Any such patient must be discussed with the EM Consultant on-call
Principles of management
- It is the responsibility of the Gardaí on the site to contact hospital radiation staff for advice.
- Contaminated casualties will normally be taken to nominated regional hospitals but seriously ill patients will be taken to the nearest Emergency Department.
- Life saving treatment is of over-riding importance.
- The emphasis throughout management is to limit the spread of contamination
- Low-level contamination presents no immediate hazard to the ED or hospital staff.
- On receipt of notification by the Emergency Services, a treatment area in which the patients can be isolated should be set aside. Ideally, this area should be equipped with a shower and irrigation facilities but if these are not available, disposable polythene sheeting should be placed on the floor and other indispensable items which may become contaminated. Adequate amounts of paper and absorbent material e.g. cotton wool will be required. Air conditioning equipment should be switched off. Patients should preferably be admitted through a separate entrance.
- A controller should be nominated to record details of all personnel in contact with the contaminated area.
- Contact the Local Radiation Protection Officer who will be responsible for quantification of the level of radioactive contamination and advice.

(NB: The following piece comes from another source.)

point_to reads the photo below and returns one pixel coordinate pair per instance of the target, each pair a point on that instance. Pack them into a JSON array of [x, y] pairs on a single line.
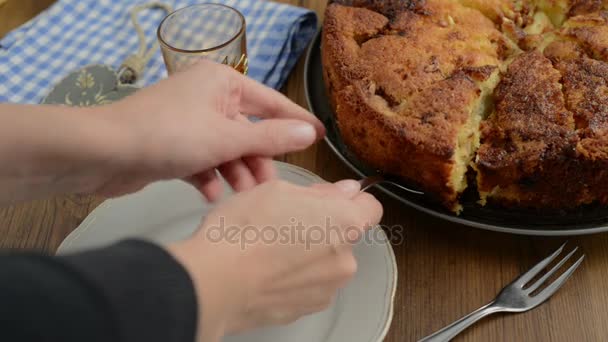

- Mark out an area where ambulances can be examined after arrival and decontaminated if necessary.
- All staff who may be exposed to radio-active substances should be issued with overalls/aprons, boots and gloves.
- On arrival, seriously ill or injured patients should be directed to appropriate resuscitation facilities. The remainder should be contained in the decontamination area.
- A senior member of staff should liaise with the hospital administrator to deal with enquiries.
Techniques for Emergency Decontamination
- Avoid any spread of contaminant
- Patients should be undressed and all items in contact with the radio-active source should be collected in plastic bags and sealed for subsequent collection and examination by the Radiation Protection Officer or his team
- Patients should be gently washed with water, avoiding any spread of contamination by splashing.
- Exposed areas of skin have priority as other areas are usually protected by clothing.
- Washing with soap and water is usually adequate. Nails should be cleaned with brushes.
- Fluid used for washing the casualty should be retained in suitable containers.
- Open wounds should be irrigated with saline and if minor, encouraged to bleed.
- Wound debridement, if permissible, will reduce the level of contamination.
- Nostrils, ears and other orifices should be swabbed before cleansing and the swabs retained for examination by the Radiation Protection Officer.
- Urine and faeces should be collected from patients who have inhaled or ingested contaminant.
The irradiated patient
- These individuals do not require emergency management except in the case of burns which should be irrigated as above before being treated according to standard practice.
- The development of radiation sickness is a delayed phenomenon and any patient suspected of this should be referred to the nearest Oncology Unit.